Светлый фон

Волгин поспешно сдернул с мертвеца ключ, надел его себе на шею и принялся карабкаться вверх по склону, почти физически чувствуя, как офицер смотрит ему в спину, лениво раздумывая: застрелить или черт с ним.

Кого придется обменивать на следующую партию лекарств, хватит ли вообще духу проделать такое в одиночку, самому, а не под дулом пистолета – об этом Волгин пока старался не думать.

Ближе к вечеру, после наложения шины на один пустяковый перелом, после одних быстрых и легких родов с младенцем на онемечивание, Волгин почти успокоился. Ничего, что-нибудь придумает. И потом, препаратов хватит еще на какое-то время. Вот достать бы нормальной еды… Едва зайдя в свою каморку и опустившись на нары, такие же жесткие и сучковатые, как у прочих узников, Волгин закрыл глаза. Из-за хронического недосыпания он отключался, едва только выдавалась свободная минута.

И уже через миг выдернул себя из дремы, заслышав чьи-то шаги, безошибочно распознанные среди стонов и бормотания больных.

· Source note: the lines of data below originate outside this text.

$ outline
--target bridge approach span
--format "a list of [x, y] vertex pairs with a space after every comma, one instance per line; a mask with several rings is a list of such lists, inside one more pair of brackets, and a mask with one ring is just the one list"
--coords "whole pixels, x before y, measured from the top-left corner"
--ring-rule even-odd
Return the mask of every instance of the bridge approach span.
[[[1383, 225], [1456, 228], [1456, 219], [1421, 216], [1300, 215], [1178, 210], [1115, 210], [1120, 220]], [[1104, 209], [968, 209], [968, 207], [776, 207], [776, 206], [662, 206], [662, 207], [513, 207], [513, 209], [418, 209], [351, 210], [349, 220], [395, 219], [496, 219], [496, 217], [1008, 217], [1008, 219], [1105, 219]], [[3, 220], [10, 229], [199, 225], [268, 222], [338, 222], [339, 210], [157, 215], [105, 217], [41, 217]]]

В проеме стояла медсестра Хильда.

– Доктор, откуда это?

Немка показала крупный осколок оранжевого стекла, на котором остался преизрядный обрывок бумажной наклейки с русской надписью: «Огнеопасно! Эфир медицинский».

Такой ужас, как теперь, Волгин испытал разве что в подземельях, у черного резервуара с непознанным. Упаковки и склянки от препаратов Волгин поручил тщательно уничтожать Леньке, и сам следил, чтобы все было сделано как следует. Если не было возможности сжечь, разодранные в клочья упаковки Ленька прятал в недрах мусорных куч – там немцы уж точно не стали бы рыться, а узники, копающиеся в отбросах ради чего-нибудь хоть отдаленно пригодного в пищу, в концлагере были самым обычным явлением. Так неужели что-то забыли? Осколки склянки от эфира Волгин закопал в мусоре собственноручно. А каким спасением был этот эфир, вместе с маской для наркоза, – на днях Волгин буквально с того света вытащил заключенного, получившего пулевое ранение в брюшную полость…

– Я следила за тобой и видела, как ты прятал это в мусоре, – тихо сказала Хильда. – Доктор, я Шпехту доложу, если ты сам мне не расскажешь. И тогда тебе придется объяснять лагерному гестапо, откуда здесь русские медикаменты.

На душе у Волгина стало кромешно-черно, как в подземном резервуаре алхимиков. И плескалось там нечто непостижимое и всепоглощающее, будто в безвременье до-творения, когда свет не был отделен от тьмы.

– Пойдем, Хильда, я покажу тебе, откуда взял эти препараты. Тут недалеко совсем. Сама все увидишь, – тоже тихо и совершенно мертво произнес Волгин.